Before the fighting broke out, farmers and nomads relied on each other despite the tension between them. Nomads would arrive at the farmers' markets with what they had in abundance: meat and milk, from goats and cows as well as camels. They would trade for fresh produce and for medicines, for them and their animals.
Grumbling
But now nomads remain in the hinterlands, grumbling that the international aid coming to Darfur seems to go only to the farming communities.
That is largely true. The African farmers ousted from their villages in a brutal government-backed campaign to root out rebels and their sympathizers live in camps for displaced people. Aid organizations provide them with food, schools and clinics.
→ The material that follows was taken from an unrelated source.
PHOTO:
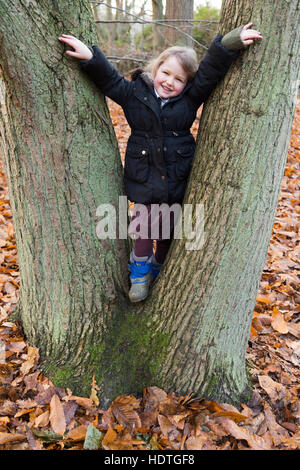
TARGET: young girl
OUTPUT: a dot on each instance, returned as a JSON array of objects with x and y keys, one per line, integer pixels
[{"x": 160, "y": 105}]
The nomads say that they feel ignored. UNICEF is one organization that has made inroads in nomadic communities, providing mobile schools and drilling wells along migration routes.
"There's a growing sense that we need to help the nomads, and the blanket portrayal of them as all janjaweed is pretty false," said Dorn Townsend, a UNICEF field worker.
Setting aside designated migration routes for the nomads and their herds is widely considered a crucial element of a peaceful Darfur. Musa Dudu, who has three wives and 15 children, a family that helps him tend a herd of 80 camels, reflects the complicated nature of the Darfur nomad.
Dudu was loading up his camels the other day, moving west toward Kebkabiya, away from a mountain range where he said rebels were lurking.
As he and his relatives tore down the family's tents and packed their possessions onto camels, he described himself as a victim in this war, not an aggressor.
Among the things he packed were a camouflage jacket and an automatic weapon, both government issue. He acknowledged he was a member of the self-defense forces that the government had commissioned to fight on behalf of nomads. That is, the janjaweed.
"People are attacking me," he said, poking the chest of his visitor. "I'm just trying to live. How does that make me a janjaweed? I'm just a father. I'm just a nomad. I don't want this war."
Soon, he was off, traversing the troubled landscape of Darfur as so many here do, on camelback.